Objective: This study evaluated the effect of exogenous ALC on physical and mental fatigue, fatigue severity, and physical activity in patients with mild and moderate hepatoencephalopathy (HE1 and HE2, respectively).
Design: A total of 121 patients with overt HE were recruited to the study and were subdivided into 2 groups according to their initial HE grade [HE1 (n = 61) or HE2 (n = 60)]. Thirty-one patients with HE1 and 30 with HE2 received 2 g ALC, and 30 patients with HE1 and 30 patients with HE2 received placebo twice a day for 90 d. All patients underwent clinical and laboratory assessments and automated electroencephalogram analysis.
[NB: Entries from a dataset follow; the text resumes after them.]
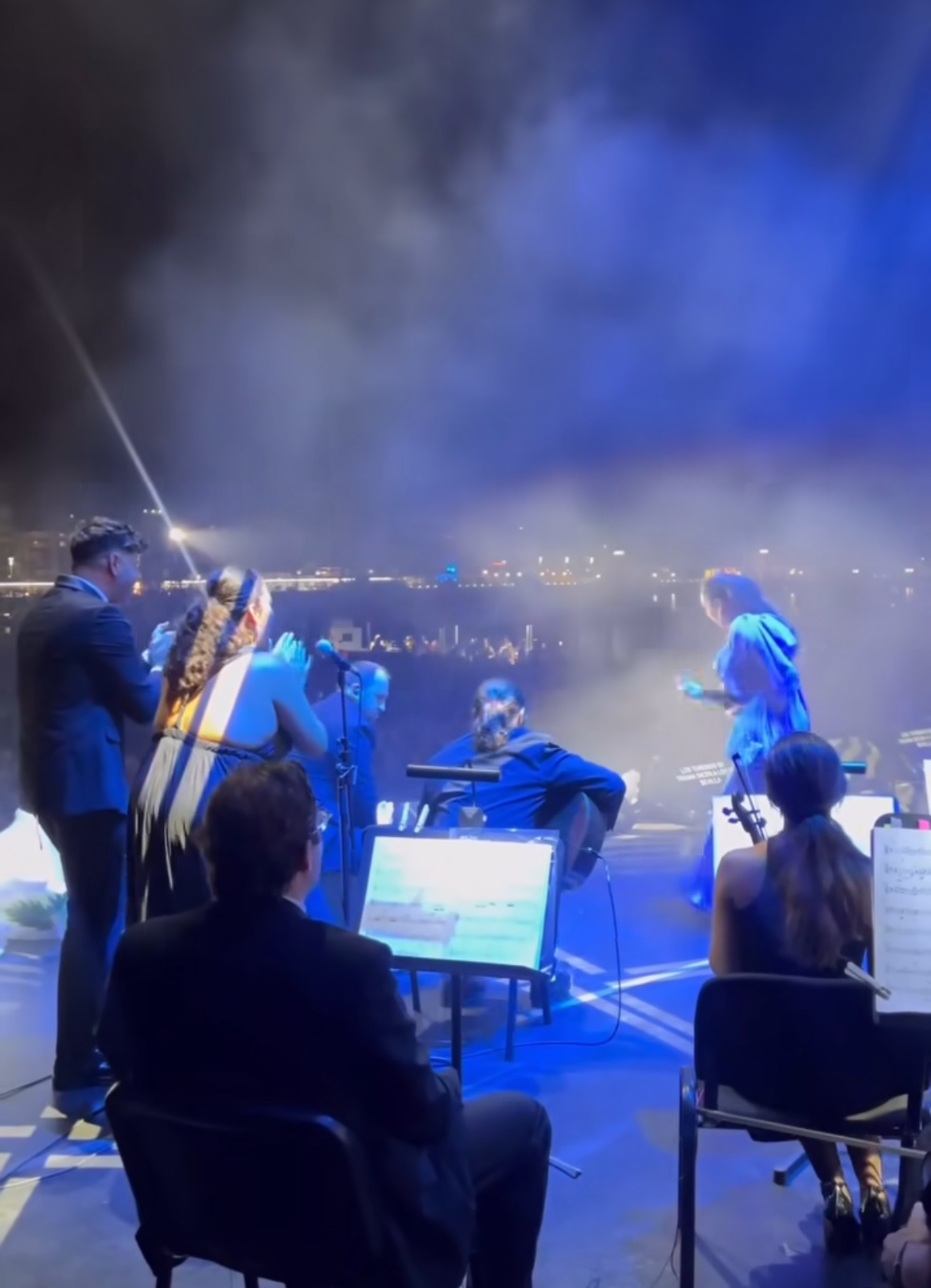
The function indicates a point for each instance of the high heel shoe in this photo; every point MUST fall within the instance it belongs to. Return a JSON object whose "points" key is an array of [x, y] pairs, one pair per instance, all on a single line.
{"points": [[841, 1232], [876, 1217]]}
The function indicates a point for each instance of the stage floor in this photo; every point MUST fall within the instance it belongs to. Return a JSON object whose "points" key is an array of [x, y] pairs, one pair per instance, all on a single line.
{"points": [[67, 1216]]}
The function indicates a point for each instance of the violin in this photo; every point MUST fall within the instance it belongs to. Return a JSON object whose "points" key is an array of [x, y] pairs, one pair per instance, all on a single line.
{"points": [[743, 811]]}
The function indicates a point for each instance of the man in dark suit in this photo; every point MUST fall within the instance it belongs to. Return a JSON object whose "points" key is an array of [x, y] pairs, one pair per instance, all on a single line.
{"points": [[77, 676], [368, 688], [251, 997]]}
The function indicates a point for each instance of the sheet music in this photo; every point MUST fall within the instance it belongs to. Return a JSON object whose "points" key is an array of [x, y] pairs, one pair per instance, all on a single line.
{"points": [[473, 901], [902, 919], [856, 815]]}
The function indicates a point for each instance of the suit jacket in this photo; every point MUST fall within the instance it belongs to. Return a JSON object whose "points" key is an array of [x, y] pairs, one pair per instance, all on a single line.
{"points": [[263, 1002], [539, 778], [322, 772], [79, 674]]}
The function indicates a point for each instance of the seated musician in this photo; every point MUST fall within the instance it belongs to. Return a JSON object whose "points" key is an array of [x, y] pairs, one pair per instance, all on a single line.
{"points": [[801, 905], [541, 784]]}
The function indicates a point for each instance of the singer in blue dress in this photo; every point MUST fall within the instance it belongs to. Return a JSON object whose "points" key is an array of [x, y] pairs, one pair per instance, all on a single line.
{"points": [[760, 689]]}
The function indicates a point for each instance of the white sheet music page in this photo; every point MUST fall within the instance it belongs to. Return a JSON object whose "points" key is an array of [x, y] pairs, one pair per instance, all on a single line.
{"points": [[462, 899], [902, 919]]}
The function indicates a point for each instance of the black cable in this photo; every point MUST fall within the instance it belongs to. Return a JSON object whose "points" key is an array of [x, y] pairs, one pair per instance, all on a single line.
{"points": [[573, 1042], [23, 1086], [670, 1261]]}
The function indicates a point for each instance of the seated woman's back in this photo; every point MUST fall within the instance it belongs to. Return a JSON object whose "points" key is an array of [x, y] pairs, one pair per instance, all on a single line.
{"points": [[801, 902], [245, 703], [764, 936]]}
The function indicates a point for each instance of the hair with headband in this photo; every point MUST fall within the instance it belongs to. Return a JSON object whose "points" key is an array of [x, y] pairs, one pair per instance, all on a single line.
{"points": [[822, 877], [212, 632]]}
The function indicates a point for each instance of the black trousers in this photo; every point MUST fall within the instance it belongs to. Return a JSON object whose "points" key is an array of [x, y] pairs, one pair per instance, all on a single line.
{"points": [[93, 851], [508, 1142]]}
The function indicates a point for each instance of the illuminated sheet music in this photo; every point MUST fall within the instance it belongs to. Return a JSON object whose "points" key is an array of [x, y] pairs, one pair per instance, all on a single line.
{"points": [[856, 815], [902, 919], [468, 901]]}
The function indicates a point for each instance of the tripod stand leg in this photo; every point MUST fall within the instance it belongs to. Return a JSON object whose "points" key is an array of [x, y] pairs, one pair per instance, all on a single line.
{"points": [[512, 1018], [415, 990], [787, 1175]]}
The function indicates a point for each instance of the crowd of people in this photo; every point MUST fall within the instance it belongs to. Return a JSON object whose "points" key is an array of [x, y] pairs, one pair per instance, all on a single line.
{"points": [[240, 971]]}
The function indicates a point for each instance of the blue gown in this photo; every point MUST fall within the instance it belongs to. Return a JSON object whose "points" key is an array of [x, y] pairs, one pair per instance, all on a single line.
{"points": [[758, 669]]}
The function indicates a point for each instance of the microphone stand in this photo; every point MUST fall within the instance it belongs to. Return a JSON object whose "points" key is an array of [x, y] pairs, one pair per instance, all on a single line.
{"points": [[344, 800]]}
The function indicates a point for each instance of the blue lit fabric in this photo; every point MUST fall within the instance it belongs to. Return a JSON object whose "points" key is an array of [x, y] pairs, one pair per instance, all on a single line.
{"points": [[758, 667]]}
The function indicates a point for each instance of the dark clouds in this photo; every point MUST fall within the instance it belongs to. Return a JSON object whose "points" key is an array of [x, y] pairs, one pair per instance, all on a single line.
{"points": [[353, 270]]}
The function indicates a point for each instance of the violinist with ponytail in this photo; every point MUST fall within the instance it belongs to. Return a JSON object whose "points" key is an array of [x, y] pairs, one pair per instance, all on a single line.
{"points": [[226, 702], [801, 905]]}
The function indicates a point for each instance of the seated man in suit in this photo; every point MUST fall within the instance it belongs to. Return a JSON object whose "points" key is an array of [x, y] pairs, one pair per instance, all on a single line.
{"points": [[540, 786], [368, 688], [249, 996], [79, 678]]}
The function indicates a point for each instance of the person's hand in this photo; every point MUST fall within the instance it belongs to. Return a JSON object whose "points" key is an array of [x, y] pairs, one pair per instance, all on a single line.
{"points": [[158, 647], [293, 652], [691, 688]]}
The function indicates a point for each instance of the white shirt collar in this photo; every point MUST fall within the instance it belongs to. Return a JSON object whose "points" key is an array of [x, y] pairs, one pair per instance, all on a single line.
{"points": [[83, 584]]}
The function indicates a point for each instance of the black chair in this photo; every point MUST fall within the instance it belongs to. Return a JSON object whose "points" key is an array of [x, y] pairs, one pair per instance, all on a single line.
{"points": [[778, 1056], [270, 1193]]}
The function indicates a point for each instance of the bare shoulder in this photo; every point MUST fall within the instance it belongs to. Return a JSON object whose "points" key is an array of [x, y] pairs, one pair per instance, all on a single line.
{"points": [[741, 872]]}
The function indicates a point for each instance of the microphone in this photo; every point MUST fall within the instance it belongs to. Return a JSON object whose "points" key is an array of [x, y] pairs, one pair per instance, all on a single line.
{"points": [[325, 648]]}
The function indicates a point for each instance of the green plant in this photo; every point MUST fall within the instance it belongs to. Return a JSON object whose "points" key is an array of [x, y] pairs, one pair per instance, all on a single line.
{"points": [[37, 913]]}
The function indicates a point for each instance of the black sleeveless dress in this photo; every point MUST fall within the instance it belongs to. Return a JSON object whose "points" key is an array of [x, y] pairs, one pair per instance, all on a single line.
{"points": [[760, 932], [169, 797]]}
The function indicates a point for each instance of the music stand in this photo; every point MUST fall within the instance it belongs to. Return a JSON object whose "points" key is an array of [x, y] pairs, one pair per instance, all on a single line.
{"points": [[458, 905]]}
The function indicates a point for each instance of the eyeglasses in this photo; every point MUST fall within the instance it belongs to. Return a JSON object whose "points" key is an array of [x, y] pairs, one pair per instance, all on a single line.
{"points": [[320, 824]]}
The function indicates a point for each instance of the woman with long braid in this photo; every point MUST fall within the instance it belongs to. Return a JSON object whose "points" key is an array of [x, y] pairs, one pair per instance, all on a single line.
{"points": [[224, 702]]}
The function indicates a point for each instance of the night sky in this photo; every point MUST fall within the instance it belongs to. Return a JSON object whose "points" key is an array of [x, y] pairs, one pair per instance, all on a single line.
{"points": [[371, 278]]}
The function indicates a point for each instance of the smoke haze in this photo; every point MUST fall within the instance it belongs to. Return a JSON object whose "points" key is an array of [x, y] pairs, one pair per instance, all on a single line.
{"points": [[375, 280]]}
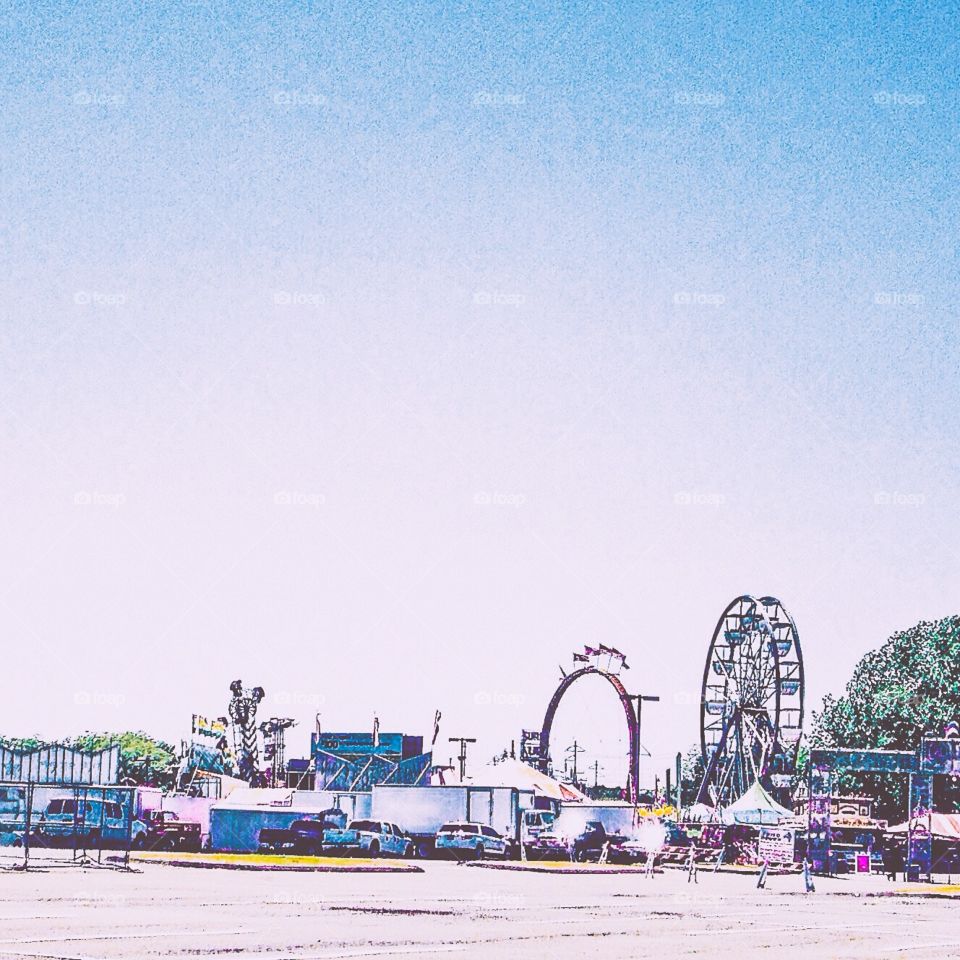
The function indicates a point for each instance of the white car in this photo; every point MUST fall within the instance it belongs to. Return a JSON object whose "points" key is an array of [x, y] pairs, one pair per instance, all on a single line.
{"points": [[373, 837], [466, 839]]}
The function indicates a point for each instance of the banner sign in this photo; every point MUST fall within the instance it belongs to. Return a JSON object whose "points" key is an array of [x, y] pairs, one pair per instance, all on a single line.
{"points": [[776, 844], [529, 745], [202, 727]]}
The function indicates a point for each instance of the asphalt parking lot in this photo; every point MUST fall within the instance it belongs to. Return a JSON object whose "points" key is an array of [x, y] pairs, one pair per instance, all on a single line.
{"points": [[166, 911]]}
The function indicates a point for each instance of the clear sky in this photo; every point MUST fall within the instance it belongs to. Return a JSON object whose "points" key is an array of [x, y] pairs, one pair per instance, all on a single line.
{"points": [[381, 354]]}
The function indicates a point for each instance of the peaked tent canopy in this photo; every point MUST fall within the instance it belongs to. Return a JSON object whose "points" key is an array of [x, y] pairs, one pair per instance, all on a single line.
{"points": [[756, 807], [516, 773]]}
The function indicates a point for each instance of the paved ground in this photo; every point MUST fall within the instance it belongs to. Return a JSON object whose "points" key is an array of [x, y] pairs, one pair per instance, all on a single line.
{"points": [[164, 911]]}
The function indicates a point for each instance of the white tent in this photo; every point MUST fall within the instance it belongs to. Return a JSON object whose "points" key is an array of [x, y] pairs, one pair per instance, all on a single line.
{"points": [[515, 773], [756, 807], [699, 813]]}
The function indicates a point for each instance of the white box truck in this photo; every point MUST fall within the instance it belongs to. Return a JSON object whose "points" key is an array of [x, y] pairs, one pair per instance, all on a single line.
{"points": [[421, 811]]}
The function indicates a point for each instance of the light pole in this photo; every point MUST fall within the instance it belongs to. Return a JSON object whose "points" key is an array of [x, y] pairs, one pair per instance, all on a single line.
{"points": [[463, 741], [641, 699]]}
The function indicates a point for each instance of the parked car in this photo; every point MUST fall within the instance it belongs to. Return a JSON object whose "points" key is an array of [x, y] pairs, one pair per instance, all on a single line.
{"points": [[166, 831], [95, 822], [536, 822], [305, 837], [589, 843], [373, 837], [470, 839], [549, 845]]}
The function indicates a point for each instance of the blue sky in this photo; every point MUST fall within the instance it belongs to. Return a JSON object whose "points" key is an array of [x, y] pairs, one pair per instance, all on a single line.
{"points": [[390, 259]]}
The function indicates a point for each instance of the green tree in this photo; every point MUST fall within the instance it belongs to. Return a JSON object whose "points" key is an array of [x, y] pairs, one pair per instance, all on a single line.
{"points": [[144, 760], [907, 688]]}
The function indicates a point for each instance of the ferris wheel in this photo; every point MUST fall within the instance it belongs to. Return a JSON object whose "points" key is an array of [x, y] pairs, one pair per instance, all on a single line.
{"points": [[751, 705]]}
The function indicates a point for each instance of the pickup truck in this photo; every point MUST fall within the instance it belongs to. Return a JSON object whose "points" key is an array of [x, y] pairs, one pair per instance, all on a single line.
{"points": [[166, 831], [371, 837], [304, 837], [589, 843], [95, 823]]}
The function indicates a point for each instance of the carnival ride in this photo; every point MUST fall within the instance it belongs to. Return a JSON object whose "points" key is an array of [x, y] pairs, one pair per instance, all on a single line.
{"points": [[751, 710], [610, 671], [242, 711]]}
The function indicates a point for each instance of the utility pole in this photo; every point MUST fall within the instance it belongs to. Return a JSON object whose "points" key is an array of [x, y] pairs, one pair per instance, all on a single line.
{"points": [[576, 749], [463, 741]]}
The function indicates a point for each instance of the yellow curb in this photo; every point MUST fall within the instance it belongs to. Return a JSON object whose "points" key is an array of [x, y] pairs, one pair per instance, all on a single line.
{"points": [[260, 861]]}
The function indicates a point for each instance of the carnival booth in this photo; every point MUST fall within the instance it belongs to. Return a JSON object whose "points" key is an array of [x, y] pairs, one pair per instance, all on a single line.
{"points": [[752, 829], [944, 831]]}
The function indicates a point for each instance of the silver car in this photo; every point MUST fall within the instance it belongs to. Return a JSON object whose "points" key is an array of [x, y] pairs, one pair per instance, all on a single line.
{"points": [[470, 839]]}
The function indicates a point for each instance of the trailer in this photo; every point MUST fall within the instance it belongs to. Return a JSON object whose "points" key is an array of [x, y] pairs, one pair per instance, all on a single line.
{"points": [[421, 811]]}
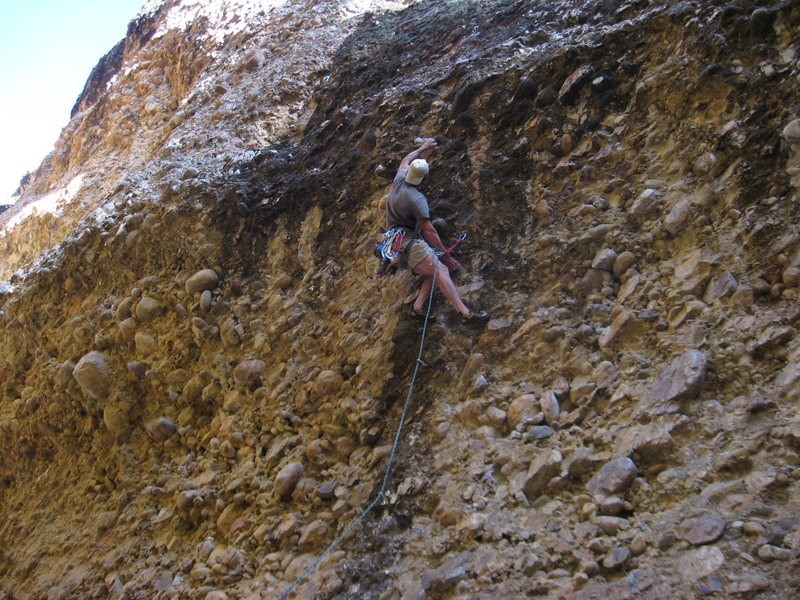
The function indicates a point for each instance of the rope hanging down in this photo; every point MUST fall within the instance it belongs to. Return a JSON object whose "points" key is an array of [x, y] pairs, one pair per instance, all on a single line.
{"points": [[379, 497]]}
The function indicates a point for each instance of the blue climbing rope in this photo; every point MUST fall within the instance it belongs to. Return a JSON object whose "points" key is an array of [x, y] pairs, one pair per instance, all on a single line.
{"points": [[379, 497]]}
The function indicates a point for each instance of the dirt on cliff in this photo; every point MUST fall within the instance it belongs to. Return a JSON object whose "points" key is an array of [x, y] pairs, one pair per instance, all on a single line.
{"points": [[202, 377]]}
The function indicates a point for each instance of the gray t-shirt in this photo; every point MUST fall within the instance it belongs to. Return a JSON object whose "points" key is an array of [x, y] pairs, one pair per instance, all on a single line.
{"points": [[406, 205]]}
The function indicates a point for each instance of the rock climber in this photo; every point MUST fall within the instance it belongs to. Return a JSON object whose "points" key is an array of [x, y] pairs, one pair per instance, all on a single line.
{"points": [[407, 208]]}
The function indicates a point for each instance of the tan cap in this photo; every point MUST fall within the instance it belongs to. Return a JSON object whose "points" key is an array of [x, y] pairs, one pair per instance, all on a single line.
{"points": [[417, 171]]}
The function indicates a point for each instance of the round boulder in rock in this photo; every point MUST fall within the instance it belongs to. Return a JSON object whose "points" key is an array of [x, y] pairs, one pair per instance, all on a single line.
{"points": [[613, 478], [704, 529], [206, 279], [681, 380], [287, 478], [524, 409], [248, 371], [64, 374], [328, 382], [147, 309], [161, 429], [115, 420], [93, 376], [604, 260], [550, 407]]}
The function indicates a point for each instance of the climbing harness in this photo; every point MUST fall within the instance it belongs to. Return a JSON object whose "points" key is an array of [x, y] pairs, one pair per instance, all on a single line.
{"points": [[389, 252], [460, 239], [380, 497]]}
Results: At the end of the study period, the ALC-treated patients in the HE1 group showed significantly better improvement than did the placebo group in mental fatigue score (-1.7 compared with -0.3; P < 0.05), the fatigue severity scale (-6.4 compared with 2.3; P < 0.001), 7-d Physical Activity Recall questionnaire score (17.1 compared with -2.5; P < 0.001), and Short Physical Performance Battery (2.1 compared with 0.2; P < 0.001); the HE2 group showed significantly better improvement in the fatigue severity scale (-8.1 compared with -5.1; P < 0.001) and 6-min walk test (19.9 compared with 2.3; P < 0.05). Significant decreases in NH(4)(+) were observed in both groups (P < 0.001).
Conclusion: Patients with HE treated with ALC showed a decrease in the severity of both mental and physical fatigue and an increase in physical activity. This trial was registered at clinicaltrials.gov as NCT01223742.